The Zimbabwe National Water Authority is owed more than US$98 million by debtors amid reports that its operations could grind to a halt unless urgent measures are taken to enforce payment. The debtors include farmers, Government departments,
parastatals and rural district councils.
Zinwa chief executive officer Eng Albert Muyambo disclosed the dire situation that the water authority is facing in the face of the withdrawal by Unicef from providing water treatment chemicals. The withdrawal of the support spells danger to residents of growth points and rural service centres who rely on Zinwa water.
He said if the debtors pay up, Zinwa will be able to buy its own water treatment chemicals.
He said problems at Zinwa were compounded by demands by the Zimbabwe Revenue Authority that it wants value-added tax to be paid against the billed amounts instead of on collected revenue.
On average, Zinwa bills up to US$4 million every month but collections average US$2,5 million.
Its salary bill is US$1,5 million implying that generally US$1 million is available to run daily operations. But Zinwa says that amount is wiped out by VAT. If, for instance, Zinwa bills US$4 million, VAT on the amount would be US$600 000, which Zinwa must pay, whether or not the billed amount has been paid in full.
“We are in a catch-22 situation where we are expected to pay VAT on amounts we have not received,” he said.
He said Zinwa was hamstrung by Government policy barring disconnecting water supplies on domestic consumers to enforce payment but wondered how the authority is expected to survive when its customers are aware of the loophole.
“Unicef pulled out in February and since then we have not had capacity to procure adequate water treatment chemicals,” he said.
Eng Muyambo said the water authority should be empowered to demand its dues from all its customers without fear or favour.

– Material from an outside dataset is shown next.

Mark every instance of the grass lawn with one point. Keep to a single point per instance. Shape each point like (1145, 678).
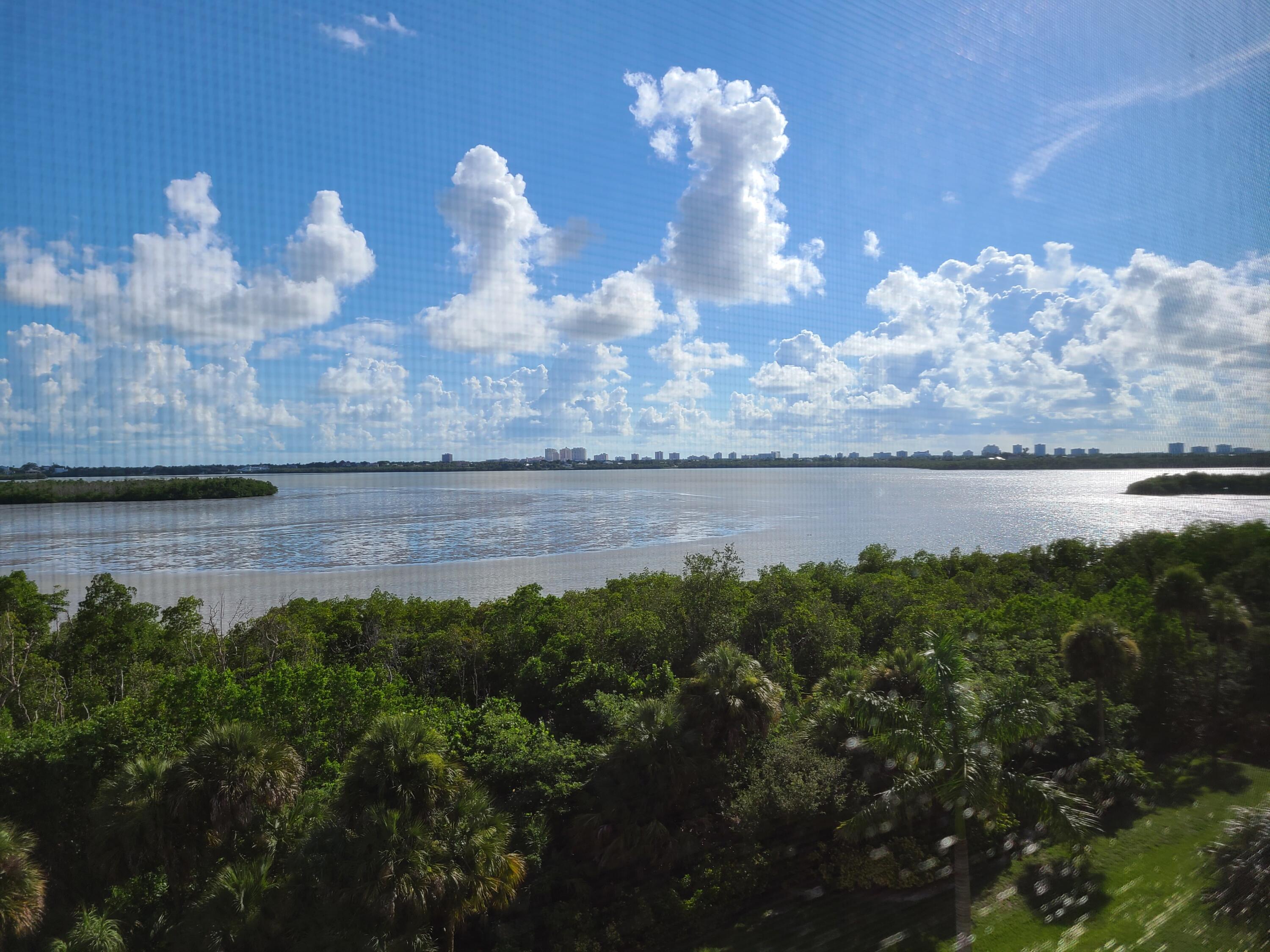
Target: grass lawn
(1151, 876)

“At the moment we cannot guarantee water provision. We are also behind in terms of salary payments,” he said.
The water authority services over 52 000 customers, the majority who are the marginalised rural communities.
Eng Muyambo said Government was crafting a national water policy and expressed hope that some of the issues raised will be addressed in the policy.
He said the water authority was calling for State protection of water sources in the same manner game parks are protected by Government statutes.
He said the protection issue came about because of the heavy pollution of water bodies by sewer and farming activities. The water authority has discovered that there are 43 dysfunctional sewer plants in Zimbabwe whose raw sewer is deposited into rivers and lakes.
He said the water policy should ensure that all decisions to deal with water are communicated directly with Zinwa.
“At the moment we have key decisions that affect water quality being made outside Zinwa. This is unacceptable. We should be able to direct the course of action as guided at law,’ he said.